Case Study: A Chronicle of Differential Privacy in the 2020 U.S. Census

The Census Bureau’s Dual Mandate
The U.S. Census Bureau operates with a dual mission:
- To conduct and disseminate the decennial census as mandated by Article 1, Section 2 of the U.S. Constitution.
- To ensure confidentiality of respondent data, as reinforced by Title 13 of the U.S. Code.
This balance is critical, as census data determines:
- Representation in the House of Representatives.
- Electoral district boundaries.
- Distribution of $1.5 trillion annually in federal funds.
However, rising privacy concerns and advancements in computational technology have threatened traditional disclosure avoidance systems (DAS), prompting a shift to differential privacy (DP) for the 2020 Census.
Historical Context: From Suppression to Data Swapping
20th Century Confidentiality Measures
Early census confidentiality measures, including the 1929 Census Act and Title 13, sought to protect individual responses. However, wartime policies, such as the release of data for Japanese-American internment during WWII, eroded public trust.
By the mid-20th century, the Bureau began employing suppression methods to protect data, evolving into more sophisticated techniques like data swapping in the 1990s. Despite these advancements, rising demand for detailed small-area data and computational tools increased the risk of re-identification.
The Move Toward Differential Privacy
Why Differential Privacy?
Differential privacy provides mathematical guarantees of confidentiality by adding noise to data. This ensures that the inclusion or exclusion of any individual in a dataset has minimal impact on aggregate results. The Census Bureau adopted DP due to:
- Increasing risks from data reconstruction attacks.
- Legal obligations under Title 13 to protect respondent identities.
Key Features of DP
- ε (Epsilon): The privacy-loss parameter, where smaller values indicate stronger privacy but less accurate data.

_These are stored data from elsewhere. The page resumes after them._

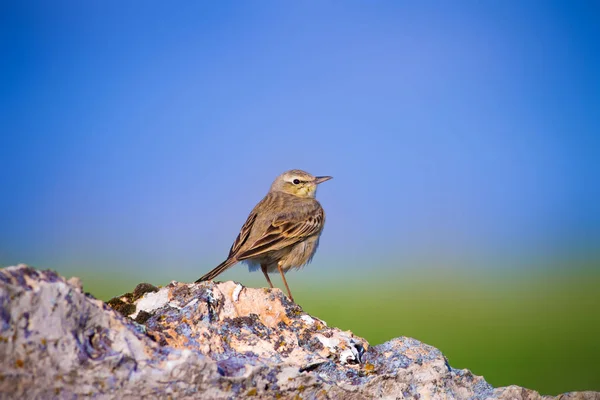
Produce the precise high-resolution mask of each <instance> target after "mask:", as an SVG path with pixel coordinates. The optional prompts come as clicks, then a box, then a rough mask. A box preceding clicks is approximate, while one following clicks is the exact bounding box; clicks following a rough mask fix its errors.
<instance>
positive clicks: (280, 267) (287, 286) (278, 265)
mask: <svg viewBox="0 0 600 400" xmlns="http://www.w3.org/2000/svg"><path fill="white" fill-rule="evenodd" d="M277 269H278V270H279V273H280V274H281V279H283V283H284V284H285V288H286V289H287V290H288V296H289V297H290V300H292V301H293V302H294V303H295V301H294V298H293V297H292V292H291V291H290V287H289V286H288V285H287V281H286V280H285V274H284V273H283V270H282V269H281V263H280V262H279V263H277Z"/></svg>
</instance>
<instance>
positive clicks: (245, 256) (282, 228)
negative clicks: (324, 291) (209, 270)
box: [196, 170, 331, 300]
mask: <svg viewBox="0 0 600 400" xmlns="http://www.w3.org/2000/svg"><path fill="white" fill-rule="evenodd" d="M329 179H331V177H329V176H323V177H315V176H313V175H311V174H309V173H307V172H304V171H301V170H291V171H287V172H285V173H283V174H281V175H280V176H278V177H277V179H275V181H274V182H273V184H272V185H271V189H270V190H269V193H267V195H266V196H265V197H264V198H263V199H262V200H261V201H260V202H259V203H258V204H257V205H256V206H255V207H254V209H253V210H252V212H250V215H249V216H248V219H247V220H246V223H245V224H244V226H242V229H241V230H240V233H239V235H238V237H237V238H236V239H235V241H234V242H233V245H232V246H231V249H230V250H229V256H228V257H227V259H226V260H225V261H224V262H222V263H221V264H219V265H218V266H217V267H216V268H215V269H213V270H212V271H210V272H209V273H207V274H206V275H204V276H203V277H202V278H200V279H198V280H197V281H196V282H201V281H206V280H211V279H214V278H216V277H217V276H218V275H219V274H221V273H222V272H223V271H225V270H226V269H228V268H230V267H231V266H233V265H234V264H236V263H237V262H240V261H243V262H246V263H247V264H248V265H249V267H250V270H254V269H258V267H259V266H260V267H261V270H262V272H263V274H264V275H265V278H266V279H267V282H269V285H270V286H271V287H273V284H272V283H271V280H270V279H269V275H268V273H269V272H274V271H279V272H280V273H281V276H282V278H283V282H284V284H285V286H286V288H287V290H288V295H289V297H290V299H292V300H293V298H292V294H291V292H290V289H289V287H288V284H287V281H286V280H285V275H284V273H285V272H287V271H288V270H290V269H291V268H298V267H301V266H303V265H305V264H307V263H308V262H310V260H311V259H312V257H313V255H314V254H315V251H316V250H317V247H318V245H319V236H320V235H321V231H322V230H323V226H324V224H325V212H324V211H323V208H322V207H321V205H320V204H319V202H318V201H317V200H315V195H316V191H317V185H318V184H319V183H322V182H325V181H327V180H329Z"/></svg>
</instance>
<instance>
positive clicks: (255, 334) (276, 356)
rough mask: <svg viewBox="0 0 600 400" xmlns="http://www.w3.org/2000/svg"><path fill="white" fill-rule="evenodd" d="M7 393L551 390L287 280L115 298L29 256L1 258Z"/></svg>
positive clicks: (459, 393) (366, 394) (316, 395)
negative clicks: (374, 320) (81, 282)
mask: <svg viewBox="0 0 600 400" xmlns="http://www.w3.org/2000/svg"><path fill="white" fill-rule="evenodd" d="M0 396H2V398H27V399H32V398H41V399H47V398H75V397H83V396H94V397H99V398H115V399H128V398H131V399H134V398H136V399H137V398H168V397H170V398H176V399H185V398H190V399H191V398H202V399H227V398H238V397H252V398H265V399H272V398H304V399H314V398H316V399H328V398H331V399H337V398H344V399H346V400H349V399H366V398H390V399H404V398H421V399H425V398H432V399H436V398H440V399H450V398H457V399H496V398H499V399H541V398H550V397H542V396H540V395H539V394H538V393H537V392H535V391H532V390H527V389H524V388H520V387H516V386H510V387H505V388H493V387H492V386H490V385H489V384H488V383H487V382H486V381H485V380H484V379H483V378H482V377H479V376H475V375H473V374H472V373H471V372H469V371H468V370H457V369H454V368H452V367H450V365H448V362H447V360H446V359H445V357H444V356H443V355H442V353H441V352H440V351H439V350H437V349H436V348H434V347H431V346H428V345H426V344H423V343H421V342H419V341H417V340H415V339H411V338H406V337H400V338H397V339H393V340H391V341H389V342H387V343H384V344H381V345H377V346H370V345H369V343H367V341H366V340H364V339H362V338H360V337H357V336H355V335H354V334H352V332H349V331H341V330H339V329H337V328H333V327H328V326H327V324H326V323H325V322H324V321H321V320H320V319H318V318H315V317H313V316H310V315H308V314H306V313H304V312H303V311H302V309H301V308H300V307H299V306H298V305H296V304H294V303H292V302H290V301H289V300H288V299H287V297H286V296H284V295H283V294H282V292H281V291H279V290H278V289H251V288H247V287H243V286H242V285H240V284H236V283H234V282H225V283H212V282H203V283H197V284H196V283H193V284H189V283H179V282H172V283H171V284H169V285H167V286H166V287H163V288H160V289H159V288H156V287H154V286H152V285H149V284H141V285H138V287H136V289H135V290H134V291H133V292H132V293H129V294H126V295H123V296H121V297H119V298H115V299H112V300H111V301H109V302H108V303H103V302H102V301H100V300H97V299H95V298H93V297H92V296H90V295H88V294H85V293H84V292H83V291H82V288H81V285H80V284H79V282H78V281H77V280H76V279H72V280H69V281H67V280H65V279H64V278H62V277H60V276H58V275H57V274H56V273H54V272H51V271H38V270H35V269H33V268H29V267H26V266H18V267H8V268H5V269H2V270H0ZM558 398H562V399H600V393H595V392H579V393H570V394H565V395H562V396H558Z"/></svg>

- Noise Infusion: Randomized noise is added to statistics, ensuring privacy while preserving utility.

Implementation: The TopDown Algorithm (TDA)
The Census Bureau developed the TopDown Algorithm to enforce DP while maintaining data usability. Key features included:
- Ensuring state and national population counts matched actual totals.
- Engaging with the scientific community to refine the algorithm.
To evaluate TDA, the Bureau applied it to 2010 Census data, generating "demonstration products" for user feedback.
Challenges and Tradeoffs
Accuracy vs. Privacy
- Small Geographic Areas: Data for small census blocks showed high variability due to noise, limiting usability.
- Political and Administrative Areas: Lack of direct allocation of privacy budgets for small populations led to inaccuracies in counts critical for policy and legal decisions.
- Temporal Consistency: DP introduced inconsistencies when comparing data across censuses.
Postprocessing Concerns
Postprocessing, used to ensure consistency (e.g., non-negative counts), introduced biases. For example:
- Non-integer values from DP algorithms were adjusted to fit census requirements, distorting results.
Implications for Redistricting and Policy
The introduction of DP had significant implications for redistricting:
- Minority Representation: Studies indicated DP reduced the ability to create majority-minority districts, potentially violating the Voting Rights Act.
- Legal Challenges: Lawsuits, such as State of Alabama v. Department of Commerce, questioned the legality of DP under Title 13.
Looking Ahead: Lessons and Recommendations
- Transparency and Communication: The Census Bureau must improve public understanding of DP's impact on data accuracy and privacy.
- Optimizing Privacy Budgets: Strategic allocation of privacy budgets across geographies and data types can mitigate usability issues.
- Future Research: Ongoing evaluation of DP's effects on critical applications, like public health and disaster preparedness, is essential.
Conclusion
The Census Bureau's adoption of differential privacy for the 2020 Census represents a landmark shift in protecting respondent confidentiality. While it addresses modern privacy challenges, the tradeoffs in data accuracy highlight the need for continuous refinement. The lessons learned from this transition will shape the future of data privacy in public statistics.
References
- Hotz, V. J., & Salvo, J. (2022). A Chronicle of Differential Privacy in the 2020 U.S. Census. Harvard Data Science Review.